UK naval guns in land role?

I'm not sure about 4-in calibre weapons, but in late 1899, the British Royal Navy Powerful class protected cruisers HMS Terrible and HMS Powerful landed weapons to be used in the Boer War to assist in the relief of the siege of Ladysmith. Terrible landed a pair of 4.7-in guns, for which they fashioned carriages for them, and Powerful landed a pair of 12-pdr (3-in) guns, and later two more 12-pdrs were added.
The actions of the Naval Brigade as it was called in assisting with the relief of the siege it became the origin of the Royal Navy Field Gun Runs (races) that were so popular at the Military, called the Royal Tournament, which ran until 1999, and subsequently run by ex-Field Gun Crew members at public events.
 
I was thinking in terms of using the guns as fully fledged field or anti tank guns. A 4.1 inch gun would have made a handy field gun or self propelled gun, given that the gun and cartridge were known quantities.
 
A 4.1 inch gun would have made a handy field gun or self propelled gun, given that the gun and cartridge were known quantities.

Problem is, that shipboard guns aren't exactly well-suited for land purpose. Especially for putting on the self-propelled platform. The naval guns usually designed under assumption that there are a lot of space around to put the cannon's own parts and supporting equipment.
 
I'd envison a 4.1 or 4.2 mounted in a Sexton, just the gun tube and breech on a suitable trunnion.
 
I was thinking in terms of using the guns as fully fledged field or anti tank guns. A 4.1 inch gun would have made a handy field gun or self propelled gun, given that the gun and cartridge were known quantities.
Part of the reason might be that 4" guns were too much gun/carriage for too little shell weight. The closest approximation to 4" naval gun performance was probably the German 10 cm schwere Kanone 18, which was not liked and often relegated to coast defense duties. A carriage, SP or towed, that could take 4" gun was seen as better employed with a 5.5" gun or 155mm howitzer.

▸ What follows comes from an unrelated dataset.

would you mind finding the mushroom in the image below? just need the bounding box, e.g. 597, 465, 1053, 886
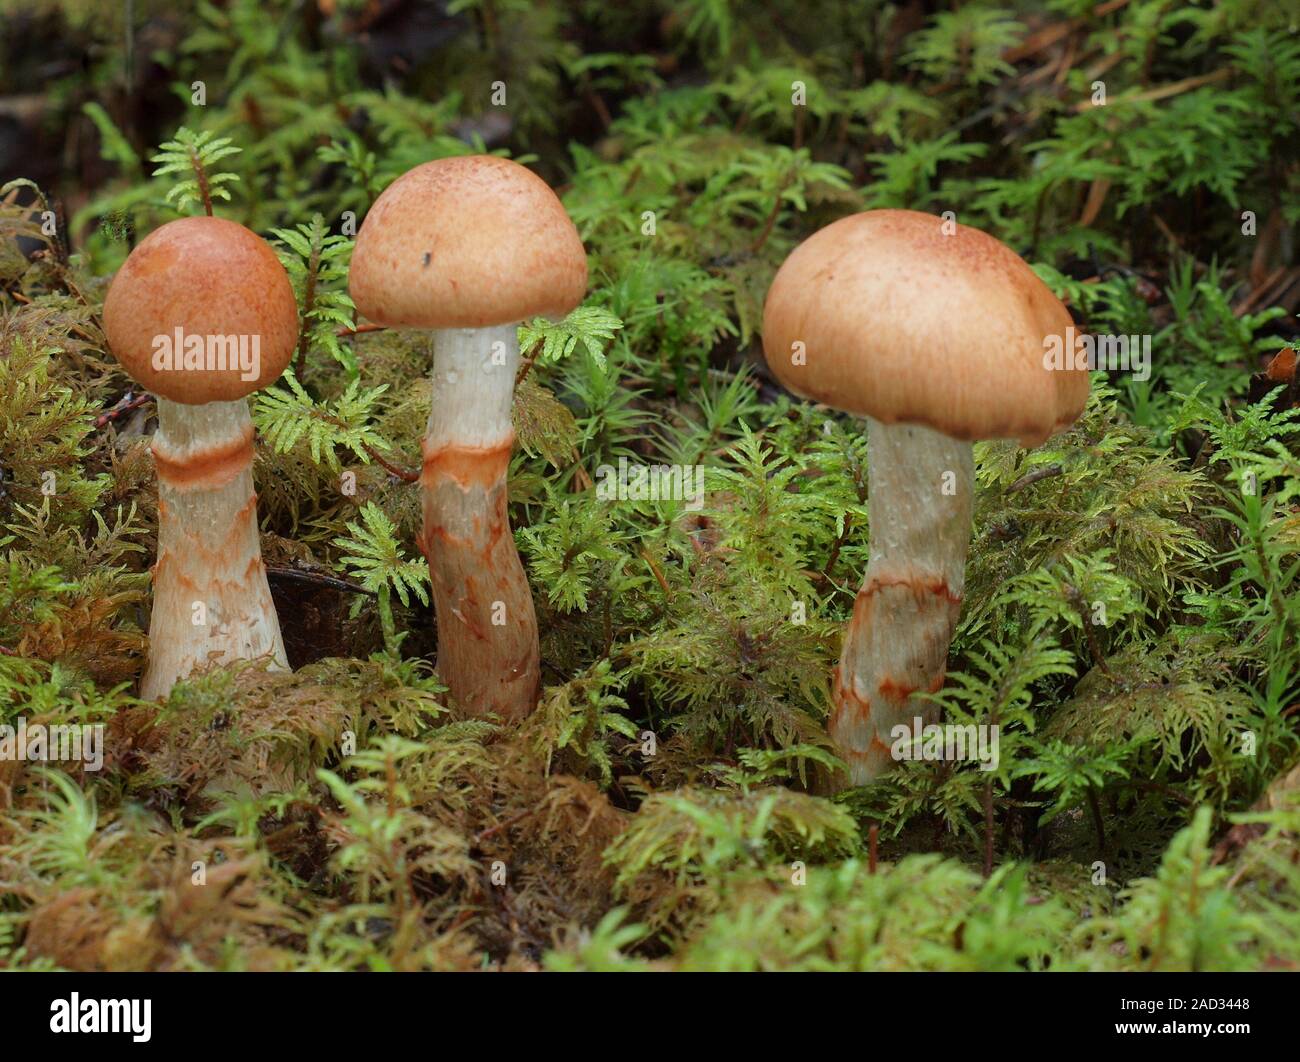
348, 156, 587, 721
103, 215, 299, 700
762, 209, 1089, 785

For anti-tank use, the heavies that would require a 100mm gun only showed up in numbers in 44-45 and by then the US/UK preferred improved ammunition for existing calibers (90mm HVAP and 17lbr APDS) to larger guns firing full caliber AP rounds, since they had those guns developed as anti-tank guns and for use in AFV, the US moving away from towed ATG before they could get a towed 90mm in service. When both of those countries looked at heavier ATG and AFV guns, they went to anti-aircraft guns (32lbr/105mm/120mm) as the basis instead of naval weapons.

Most countries seemed to decide that you had to get up in the 4.7" - 5" range to have a heavy enough shell, even for long range counter-battery fire. That's where you see the Soviet 122mm guns and the late war German fascination with 128mm as not just an AT gun, but also a field piece. The US and UK worked with slightly smaller, 4.5" guns, but they didn't seem that popular, had low muzzle velocities compared to most naval guns, and were dumped as soon as the war ended in favor of the 5.5"/155mm howitzers that could be employed using the same carriages and tractors.

The Soviet 100mm gun is an exception, but by the time it came into play, 1944, it was a dual purpose field/anti-tank gun and the Soviets wanted a heavier anti-tank punch than even the contemporary 85mm field gun could provide. The Soviet faith in ATG persisted with 100mm guns, while the US/UK never got any conventional ATG fielded in numbers larger than 76mm. Even given all that, for field gun purposes the Soviets moved up to 130mm in the decade after WWII.
 
What about naval guns used as shore batteries to defend harbors?
 
Various Marks of 4" naval gun were widely used by the British as coast defense pieces, both against surface targets and for air defense. As field artillery, the 4" gun is really too small to be a good piece for long range fire while it's too heavy for general field artillery use.

The British Army preferred the 25 pdr for general artillery use, while the 4.5" gun and 5.5" gun/howitzer were the preferred general support weapons. Anything heavier tended to be some lash up using whatever was laying about in quantity.

The US Army only adopted the 4.5" gun to standardize with the British for logistical reasons. It was not popular in US usage and the US Army would have preferred their traditional 4.7" gun to it.
 
Usually naval guns mounted on land were used in fortifications where there are enough space.
Land guns could even be larger in some aspects like the 5" and 6" AA guns (German and Japanese for example) or a 5,25" Mark II gun of the British
 
Didn't some 'obsolete' RN guns acquire railway mounts for coast defence ??